In its press statement, the NRGI named four key problems which the proposed version does not address – multiple conflicts of interests, opaque licensing procedures and too many licences, high taxation rates but low rates of revenue collection, and a lack of transparency.

“Unlike most state-owned gemstone enterprises, the Myanmar Gemstone Enterprise’s [MGE’s] commercial responsibilities are not clearly separated from its regulatory responsibilities.

“The Myanmar Gem and Jewellery Authority [MGJEA], Myanmar’s industry association, exercises an unusual degree of influence via its participation in the Central Gemstone Supervisory Committee, which determines gemstones’ value and advises the Ministry on regulatory matters, and in administering and managing certain revenues from the Jade and Gems Emporium,” the statement said.

The non-profit organisation also highlighted the approval of an unusually high number of mining permits up to the licensing ban has eroded state oversight of mining operations. There were more than 20,000 licences approved by early 2016.

“Opaque licensing procedures and current license terms do not encourage companies to operate at a high standard [with] necessary investments in mine safety, environmental protection, or community development,” the statement argued.

Last July, the government ordered a ban on renewing mining permits for jade and gems when they expired until the by-laws to the new Gemstones Law had been passed.

Apart from weak institutions and licences, Myanmar taxes the gemstone sector at significantly steeper rates than other countries.

“There is evidence that this has encouraged smuggling and underreporting while limiting the growth of downstream activities, including gemstone cutting, polishing and retail.

“The country’s valuation process, which determines the tax owed by mining companies based on their production, remains vulnerable to clientelism,” the organisation said, adding that Myanmar’s government lags behind others in making key components of the legal framework available to the public.

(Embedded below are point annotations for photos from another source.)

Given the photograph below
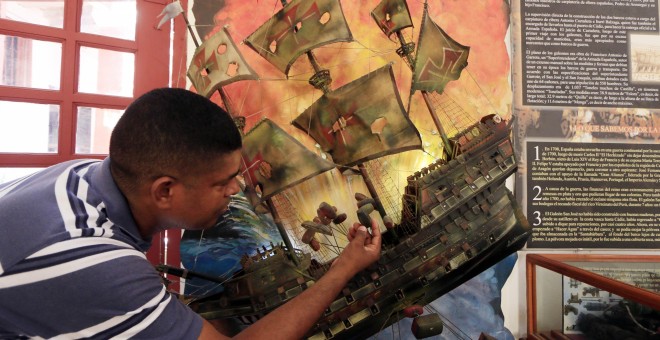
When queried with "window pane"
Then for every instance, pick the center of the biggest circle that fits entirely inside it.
(30, 63)
(114, 18)
(28, 127)
(10, 174)
(106, 72)
(93, 129)
(47, 13)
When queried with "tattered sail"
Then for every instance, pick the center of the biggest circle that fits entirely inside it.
(362, 120)
(392, 16)
(274, 161)
(216, 63)
(440, 59)
(298, 28)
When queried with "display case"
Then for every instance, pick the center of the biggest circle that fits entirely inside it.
(568, 291)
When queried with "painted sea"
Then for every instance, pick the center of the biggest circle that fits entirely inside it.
(468, 310)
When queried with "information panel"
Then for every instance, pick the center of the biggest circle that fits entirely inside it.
(587, 195)
(587, 107)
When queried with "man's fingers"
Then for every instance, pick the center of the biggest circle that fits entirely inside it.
(360, 234)
(375, 233)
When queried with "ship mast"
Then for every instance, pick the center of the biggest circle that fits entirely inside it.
(406, 51)
(240, 124)
(321, 80)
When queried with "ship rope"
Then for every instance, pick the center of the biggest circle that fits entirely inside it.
(291, 219)
(454, 117)
(379, 172)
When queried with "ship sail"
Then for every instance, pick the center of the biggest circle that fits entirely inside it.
(392, 16)
(216, 63)
(298, 28)
(274, 161)
(362, 120)
(439, 60)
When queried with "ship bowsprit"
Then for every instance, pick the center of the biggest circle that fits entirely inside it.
(460, 220)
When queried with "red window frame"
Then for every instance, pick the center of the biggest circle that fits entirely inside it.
(152, 70)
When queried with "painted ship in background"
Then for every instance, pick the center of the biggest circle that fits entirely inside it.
(457, 217)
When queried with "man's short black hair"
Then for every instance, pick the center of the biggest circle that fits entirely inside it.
(169, 131)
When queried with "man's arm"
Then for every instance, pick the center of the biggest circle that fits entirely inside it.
(294, 319)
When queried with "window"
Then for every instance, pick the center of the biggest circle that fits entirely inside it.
(68, 69)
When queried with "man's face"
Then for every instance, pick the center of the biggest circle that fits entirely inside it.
(204, 198)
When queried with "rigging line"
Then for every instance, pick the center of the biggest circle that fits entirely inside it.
(482, 91)
(330, 247)
(199, 246)
(450, 325)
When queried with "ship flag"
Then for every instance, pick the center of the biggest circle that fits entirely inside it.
(392, 16)
(361, 120)
(298, 28)
(216, 63)
(439, 60)
(275, 161)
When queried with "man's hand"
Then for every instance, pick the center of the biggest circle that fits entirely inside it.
(362, 250)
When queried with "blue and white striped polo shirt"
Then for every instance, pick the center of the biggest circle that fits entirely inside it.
(72, 262)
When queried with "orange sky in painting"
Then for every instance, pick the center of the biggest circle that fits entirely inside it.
(479, 24)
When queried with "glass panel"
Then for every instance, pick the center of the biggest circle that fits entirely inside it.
(645, 275)
(115, 18)
(30, 63)
(106, 72)
(28, 127)
(10, 174)
(47, 13)
(93, 129)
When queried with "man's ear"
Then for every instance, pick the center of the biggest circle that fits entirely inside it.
(162, 191)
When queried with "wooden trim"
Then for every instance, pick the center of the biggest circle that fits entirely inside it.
(531, 298)
(553, 262)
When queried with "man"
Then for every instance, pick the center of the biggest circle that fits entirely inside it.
(73, 235)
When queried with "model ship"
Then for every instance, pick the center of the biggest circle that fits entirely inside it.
(457, 217)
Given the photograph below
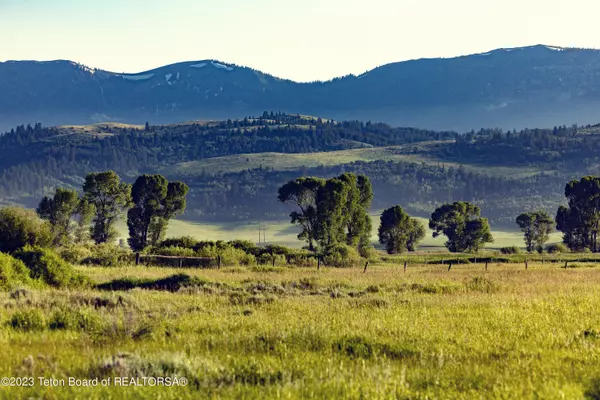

On top of that, accountability is further constrained by limited disclosures of payments, licence terms, and beneficial ownership, as well as by existing restrictions on independent monitoring of mining operations.

According to Mr Shortell, the underlying problem in the government’s reform efforts in the jade and gemstone sector is the lack of coherence in their approach. The formation of the sector’s national strategy is neither linked nor coordinated with the legal reform.

“The Ministry of Natural Resources and Environmental Conservation has recently convened a supporting committee — including government, company, and civil society representatives — to inform new approaches to the jade and gemstone sector. Although the mandate of this body has yet to be finalised, ideally it could lead the creation of a national jade and gemstone policy.

“In most countries, the development of a national strategy would precede reform of the relevant law. Discussion in the parliament of the Myanmar Gemstone Law does not appear to be coordinated with the work of the Ministry’s supporting committee or the ongoing process of national reconciliation.

“Premature revision of the legal framework could undermine multi-stakeholder dialogue regarding the future direction of the sector and negotiations over natural resource management in ethnic areas,” Mr Shortell told The Myanmar Times.

He also said that the NLD’s temporary moratorium on jade and gemstone licensing provides an opening to re-assess how the sector’s development may better serve local and national interest.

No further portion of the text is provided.